NASHVILLE — With 2016 campaigns now in the rear-view mirror, one Tennessee Republican long seen as harboring gubernatorial ambitions is looking ahead to 2018 with a state "listening tour" that includes a Chattanooga stop Tuesday.
"Join Senator Mark Green, MD for a listening tour to share your ideas for Tennessee's future," says an invitation to the Tuesday gathering, sponsored by a group of local businessmen.
Green is a state senator, physician, health company CEO and Iraqi war vet. A Republican source said he's expected to announce an exploratory committee this week.
But Green is hardly the only man — or woman — seriously eyeing Tennessee's 2018 Republican gubernatorial primary, as incumbent Gov. Bill Haslam is term-limited by the Tennessee Constitution.
Political observers anticipate a full display of ambition, maybe even a gold rush, among those hoping to replace him. A number of these potential Republican candidates have deep pockets.
And at least two Democrats are interested in running, although it remains to be seen whether Republican President-elect Donald Trump's 2-to-1 margin over Hillary Clinton in Tennessee last week dampens their enthusiasm.

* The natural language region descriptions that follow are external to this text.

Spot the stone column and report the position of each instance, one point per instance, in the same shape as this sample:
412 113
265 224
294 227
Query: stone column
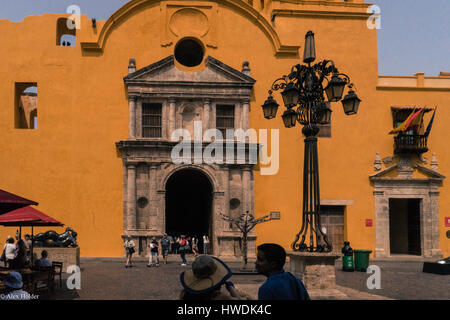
206 114
164 125
125 196
238 116
434 208
171 118
152 193
382 245
226 187
131 197
245 115
132 122
246 189
138 118
212 122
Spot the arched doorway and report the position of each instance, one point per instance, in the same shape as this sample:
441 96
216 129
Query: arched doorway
189 205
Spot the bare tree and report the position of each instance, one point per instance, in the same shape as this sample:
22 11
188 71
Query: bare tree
245 223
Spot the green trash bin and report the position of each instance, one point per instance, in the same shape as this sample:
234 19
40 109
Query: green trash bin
362 260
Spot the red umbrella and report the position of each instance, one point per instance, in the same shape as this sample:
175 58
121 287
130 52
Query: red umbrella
9 202
27 217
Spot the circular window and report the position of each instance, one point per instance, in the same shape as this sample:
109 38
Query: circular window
142 202
189 52
234 203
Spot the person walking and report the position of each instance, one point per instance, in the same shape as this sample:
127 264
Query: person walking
170 238
183 246
154 248
20 260
165 247
280 285
28 245
195 246
208 280
205 244
10 251
129 250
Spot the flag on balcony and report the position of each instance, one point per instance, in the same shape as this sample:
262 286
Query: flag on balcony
415 121
427 132
403 125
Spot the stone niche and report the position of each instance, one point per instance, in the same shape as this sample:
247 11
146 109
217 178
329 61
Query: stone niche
68 256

Names on the GOP side include state Economic and Community Development Commissioner Randy Boyd, a wealthy Knoxville businessman who was in Chattanooga last month talking up his successes in economic recruitment.
U.S. Rep. Diane Black, R-Tenn., also independently wealthy and a former state senator, is seen as keenly interested. Investment banker and former ECD commissioner Bill Hagerty, who has been involved in Trump's transition, is seen as a possibility.

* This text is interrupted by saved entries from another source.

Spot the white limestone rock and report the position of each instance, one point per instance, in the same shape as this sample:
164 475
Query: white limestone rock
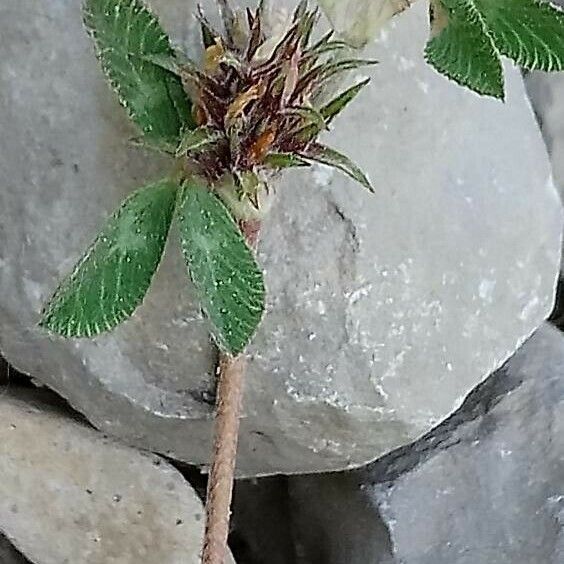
384 310
69 495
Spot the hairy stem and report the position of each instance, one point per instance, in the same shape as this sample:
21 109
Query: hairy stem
231 373
220 483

State House Speaker Beth Harwell, R-Nashville, has publicly indicated interest. Bill Lee, chairman of Franklin-based Lee Co., another wealthy Republican, is openly exploring a bid. State Senate Majority Leader Mark Norris, R-Collierville, is giving it a hard look, according to Republicans.
Former Nashville Mayor Karl Dean is traveling the state. He was in Chattanooga in the spring to inform Chattanooga Mayor Andy Berke, a fellow Democrat, that he was actively exploring a bid.
So is Nashville businessman Bill Freeman, also independently wealthy, who wasn't exactly shy about shaking his wallet last year in the Nashville mayoral race where he came in a close third.
And how about a potential wild card in the form of U.S. Sen. Bob Corker?
Though Corker, a millionaire former Chattanooga mayor and current chairman of the Senate Foreign Relations Committee, is seen as a potential pick by Trump for secretary of state, he's shown interest in the past in the governorship.
A bemused Haslam told reporters last week he's already fielding messages and emails — 25 so far — from people interested in being appointed to the Senate vacancy should Corker be tapped for the Cabinet. That could set off a scramble and divert one or more people's gubernatorial ambitions.
Still, Republican observers think Corker may simply opt to run for re-election, given that the GOP retained Senate control and he can remain Foreign Relations chairman if he wishes.
Green already has a website, Tennessee Next, up and running. But it doesn't exactly spell out what's next for him, making no mention of any specific office.
"Mark is traveling across Tennessee listening to your ideas on how we keep The Volunteer State moving to the NEXT successes, the NEXT opportunities, and the NEXT steps to build a legacy for you and your children," the website says. It asks visitors to take a survey outlining their "top priority."
His Chattanooga event hosts are Bill Raines, president of the Raines Group, a real estate investment company; Emerson Russell, CEO of facility services company ERMC; Roger Tuder, president of the Associated General Contractors of East Tennessee; investment adviser Paul Jacobs; retired Navy Rear Adm. Noah Long and Southern Hearth & Patio owner Clay Dennis.
But there may be yet another wild card for Green to factor into the campaign equation.
Some Republicans see U.S. Rep. Marsha Blackburn, who last week was named to Trump's executive committee over appointments, as a possible appointee to a Trump administration.
That would open up her 7th Congressional District seat. The district includes Clarksville, where Green lives.
While Green has been traveling the state, Black is spending to extend her reach beyond her 6th District base in Middle Tennessee.
In her recent re-election campaign Black bought time on Knoxville television, which conceivably could reach the eastern part of her district.
That kind of exposure also isn't a bad idea for someone keen on introducing themselves to East Tennessee voters.